Not only do oral contraceptives not harm a woman’s fertility, but sustained use might provide a fertility benefit, suggests a 2013 Boston University study. While the data showed a lag in the return to peak fertility for women stopping the pill, the delay lasted only for two to three cycles. What’s more, women who took the pill for longer than four years had a higher likelihood of getting pregnant than women who took it for less than two years. “The pill prevents ovulation, which may help preserve some of your egg supply,” explains study co-author Elizabeth Hatch, PhD, professor of epidemiology at Boston University School of Public Health. More research is needed to determine whether the pill is truly a fertility saver, but for the time being, this may be one more reason to love your birth control.

If you’re trying to get pregnant, get these essential checkups

Ready to start trying for a baby? Pencil these in.

See your gyno for an STD screening. Gonorrhea and chlamydia can lead to pelvic inflammatory disease, which can block the fallopian tubes. Bring up any cycle irregularities, too.

See your internist for a physical, and make sure that she checks your thyroid levels: both hypo- and hyperthyroidism have been linked to infertility, explains Dr. Adimoolam.

See your dentist for an exam and cleaning. Studies show that women with gum disease take longer to conceive. One theory: Gum disease raises inflammation throughout the body.
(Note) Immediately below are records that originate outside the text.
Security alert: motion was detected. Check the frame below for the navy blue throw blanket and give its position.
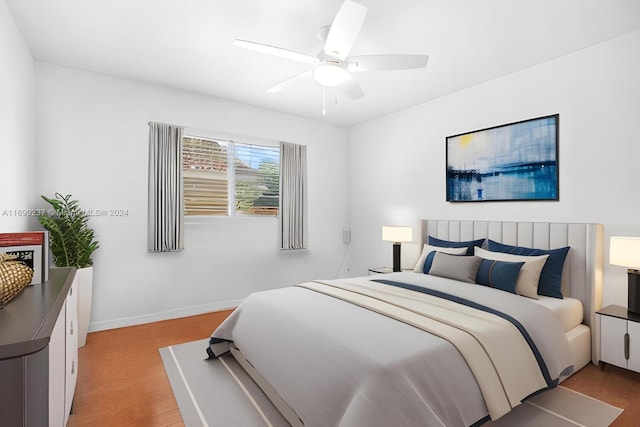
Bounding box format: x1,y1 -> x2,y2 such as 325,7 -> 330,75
372,279 -> 559,388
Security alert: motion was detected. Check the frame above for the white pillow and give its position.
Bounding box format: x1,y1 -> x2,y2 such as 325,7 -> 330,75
413,243 -> 467,273
474,246 -> 549,299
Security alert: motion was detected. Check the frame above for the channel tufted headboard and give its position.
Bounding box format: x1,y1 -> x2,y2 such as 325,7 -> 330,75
418,219 -> 604,361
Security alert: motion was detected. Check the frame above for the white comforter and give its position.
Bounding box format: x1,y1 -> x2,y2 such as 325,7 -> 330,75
213,273 -> 572,427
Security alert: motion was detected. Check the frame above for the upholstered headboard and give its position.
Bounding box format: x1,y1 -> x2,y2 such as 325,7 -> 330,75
419,219 -> 604,364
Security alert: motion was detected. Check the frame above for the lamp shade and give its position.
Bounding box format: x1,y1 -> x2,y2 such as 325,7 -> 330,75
382,225 -> 413,243
609,236 -> 640,269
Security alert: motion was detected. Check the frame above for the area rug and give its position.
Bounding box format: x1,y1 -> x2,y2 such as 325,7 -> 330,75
159,339 -> 622,427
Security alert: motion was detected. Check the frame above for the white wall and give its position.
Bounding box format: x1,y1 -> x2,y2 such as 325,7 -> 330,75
36,62 -> 348,330
0,0 -> 38,232
349,31 -> 640,306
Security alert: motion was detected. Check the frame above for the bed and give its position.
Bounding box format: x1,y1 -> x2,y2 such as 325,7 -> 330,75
207,220 -> 603,426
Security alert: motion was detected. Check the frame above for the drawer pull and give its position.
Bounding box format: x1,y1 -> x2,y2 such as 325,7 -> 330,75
624,334 -> 629,360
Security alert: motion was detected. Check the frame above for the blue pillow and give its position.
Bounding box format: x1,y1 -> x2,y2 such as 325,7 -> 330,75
427,236 -> 485,255
476,259 -> 524,294
489,240 -> 571,298
422,251 -> 436,274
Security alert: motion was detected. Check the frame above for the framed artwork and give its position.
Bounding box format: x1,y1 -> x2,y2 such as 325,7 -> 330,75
446,114 -> 559,202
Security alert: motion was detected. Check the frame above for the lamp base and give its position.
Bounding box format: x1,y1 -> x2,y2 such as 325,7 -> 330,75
627,269 -> 640,314
393,242 -> 400,274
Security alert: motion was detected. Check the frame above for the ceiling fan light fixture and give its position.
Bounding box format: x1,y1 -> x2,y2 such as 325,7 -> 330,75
313,62 -> 349,87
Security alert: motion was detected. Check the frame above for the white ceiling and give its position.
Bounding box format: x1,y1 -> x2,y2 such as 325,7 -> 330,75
5,0 -> 640,126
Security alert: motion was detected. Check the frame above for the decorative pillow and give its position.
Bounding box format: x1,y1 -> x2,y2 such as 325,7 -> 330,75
429,251 -> 482,283
475,248 -> 549,299
476,259 -> 524,294
489,240 -> 571,298
427,236 -> 485,255
413,243 -> 467,274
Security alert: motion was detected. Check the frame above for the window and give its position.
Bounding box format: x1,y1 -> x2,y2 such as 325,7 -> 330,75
182,136 -> 280,216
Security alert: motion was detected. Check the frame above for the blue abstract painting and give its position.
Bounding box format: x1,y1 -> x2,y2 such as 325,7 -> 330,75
446,114 -> 559,202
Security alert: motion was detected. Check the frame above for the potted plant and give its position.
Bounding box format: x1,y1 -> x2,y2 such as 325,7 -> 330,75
38,193 -> 100,347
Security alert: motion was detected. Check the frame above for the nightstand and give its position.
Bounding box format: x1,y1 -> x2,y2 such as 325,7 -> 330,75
596,305 -> 640,372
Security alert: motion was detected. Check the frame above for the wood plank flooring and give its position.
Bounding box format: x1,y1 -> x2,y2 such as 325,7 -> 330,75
68,311 -> 640,427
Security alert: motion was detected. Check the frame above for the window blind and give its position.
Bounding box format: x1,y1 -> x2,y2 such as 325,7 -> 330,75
182,137 -> 229,215
183,136 -> 280,216
233,142 -> 280,216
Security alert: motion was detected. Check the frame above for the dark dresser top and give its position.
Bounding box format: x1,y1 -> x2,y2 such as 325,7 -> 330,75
0,267 -> 76,360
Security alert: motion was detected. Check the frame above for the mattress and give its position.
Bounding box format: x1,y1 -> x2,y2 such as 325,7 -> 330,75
210,273 -> 574,427
530,295 -> 584,332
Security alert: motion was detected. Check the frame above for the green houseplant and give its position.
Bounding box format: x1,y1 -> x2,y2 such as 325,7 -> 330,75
38,193 -> 100,347
38,193 -> 100,268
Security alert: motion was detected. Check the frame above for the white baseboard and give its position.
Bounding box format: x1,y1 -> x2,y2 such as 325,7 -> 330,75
89,299 -> 242,332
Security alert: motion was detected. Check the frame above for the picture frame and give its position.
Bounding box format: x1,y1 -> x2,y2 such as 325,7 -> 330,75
0,231 -> 49,285
445,114 -> 560,202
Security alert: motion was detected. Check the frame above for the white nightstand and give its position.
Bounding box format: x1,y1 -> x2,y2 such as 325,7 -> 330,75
596,305 -> 640,372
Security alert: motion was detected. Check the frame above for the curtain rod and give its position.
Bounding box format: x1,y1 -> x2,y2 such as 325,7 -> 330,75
147,122 -> 185,128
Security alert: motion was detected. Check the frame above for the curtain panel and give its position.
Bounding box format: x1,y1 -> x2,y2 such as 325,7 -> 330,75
147,123 -> 184,252
279,142 -> 308,250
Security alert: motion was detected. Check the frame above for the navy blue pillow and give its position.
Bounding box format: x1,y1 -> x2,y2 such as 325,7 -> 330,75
489,240 -> 571,298
422,251 -> 436,274
427,236 -> 485,255
476,259 -> 524,294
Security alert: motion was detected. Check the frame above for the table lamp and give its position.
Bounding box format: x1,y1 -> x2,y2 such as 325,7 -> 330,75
382,225 -> 412,274
609,236 -> 640,314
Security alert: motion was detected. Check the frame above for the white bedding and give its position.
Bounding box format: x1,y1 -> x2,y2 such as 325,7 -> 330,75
212,273 -> 573,427
531,295 -> 584,332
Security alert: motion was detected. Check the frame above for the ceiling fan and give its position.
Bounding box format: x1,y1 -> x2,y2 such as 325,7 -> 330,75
233,0 -> 429,104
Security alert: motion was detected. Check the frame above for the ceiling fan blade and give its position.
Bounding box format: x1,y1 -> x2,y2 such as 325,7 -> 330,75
324,0 -> 367,61
267,70 -> 311,93
347,55 -> 429,71
338,75 -> 364,100
233,39 -> 318,64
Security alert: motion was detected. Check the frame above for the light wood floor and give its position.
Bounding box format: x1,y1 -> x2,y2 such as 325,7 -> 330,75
68,311 -> 640,427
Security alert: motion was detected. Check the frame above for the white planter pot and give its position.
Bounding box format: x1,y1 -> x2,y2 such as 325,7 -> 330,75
76,267 -> 93,347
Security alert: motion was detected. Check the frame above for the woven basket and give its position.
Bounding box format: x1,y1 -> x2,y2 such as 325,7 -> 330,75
0,254 -> 33,308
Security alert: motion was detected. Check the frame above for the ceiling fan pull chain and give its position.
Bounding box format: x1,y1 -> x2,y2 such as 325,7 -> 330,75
322,86 -> 327,116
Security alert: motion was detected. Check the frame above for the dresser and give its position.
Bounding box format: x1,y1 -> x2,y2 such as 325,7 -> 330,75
0,268 -> 78,427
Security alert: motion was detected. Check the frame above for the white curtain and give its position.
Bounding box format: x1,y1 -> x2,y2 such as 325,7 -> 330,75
147,123 -> 184,252
279,142 -> 307,250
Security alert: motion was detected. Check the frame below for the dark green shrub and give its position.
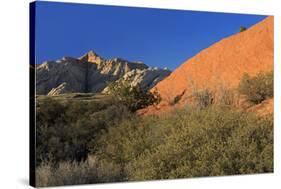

You still need birth control in your 40s

Even if you’ve got barely-there periods and think you’re perimenopausal, you can still conceive: “I see this happen often: A woman is over 40, goes a few months without her period, stops using birth control and then, whoops, she’s pregnant,” says Shannon Clark, MD, associate professor of obstetrics and gynecology at the University of Texas-Galveston. Other 40-something patients think they can rely on calendar-based contraception, she says. “But since ovulation becomes irregular during this decade, it’s much harder to predict.” The takeaway: Talk to your doc about when it’s safe to stop birth control. Since hormonal contraceptives create artificial periods, it can be tough to know when you’ve hit menopause. To check, your MD may take you off the pill for a few months and test your hormone levels.

Age of menopause might be genetic

If your mom went through menopause early or late, chances are you will, too, says James Grifo, MD, director of the Fertility Center at NYU Langone Medical Center. Indeed, a 2013 Danish study found that levels of AMH declined faster in women whose mothers reached menopause before age 45 than in women whose moms didn’t hit menopause until after 55. Overall fertility may be linked to genes as well: Some related conditions (such as fibroids and endometriosis) can be inherited.

If you’re struggling to conceive, take these tests

If you’ve been trying to get pregnant for a while (a year for women under 35, six months for women over 35), you should see a specialist, says Dr. Grifo. Along with a semen analysis for your partner, expect the following:

Hysterosalpingogram: In this X-ray procedure, an iodine-containing liquid is injected into your uterus via a catheter inserted into your cervix (fun!). It reveals whether your fallopian tubes are open and the shape of your uterus is normal.

Transvaginal ultrasound: The images allow your doctor to count your active follicles and check for abnormalities like fibroids and ovarian cysts.

Blood tests: Levels of anti-Mullerian hormone (AMH) and FSH can determine whether you have a decent egg supply; levels of other hormones can help your MD diagnose disorders.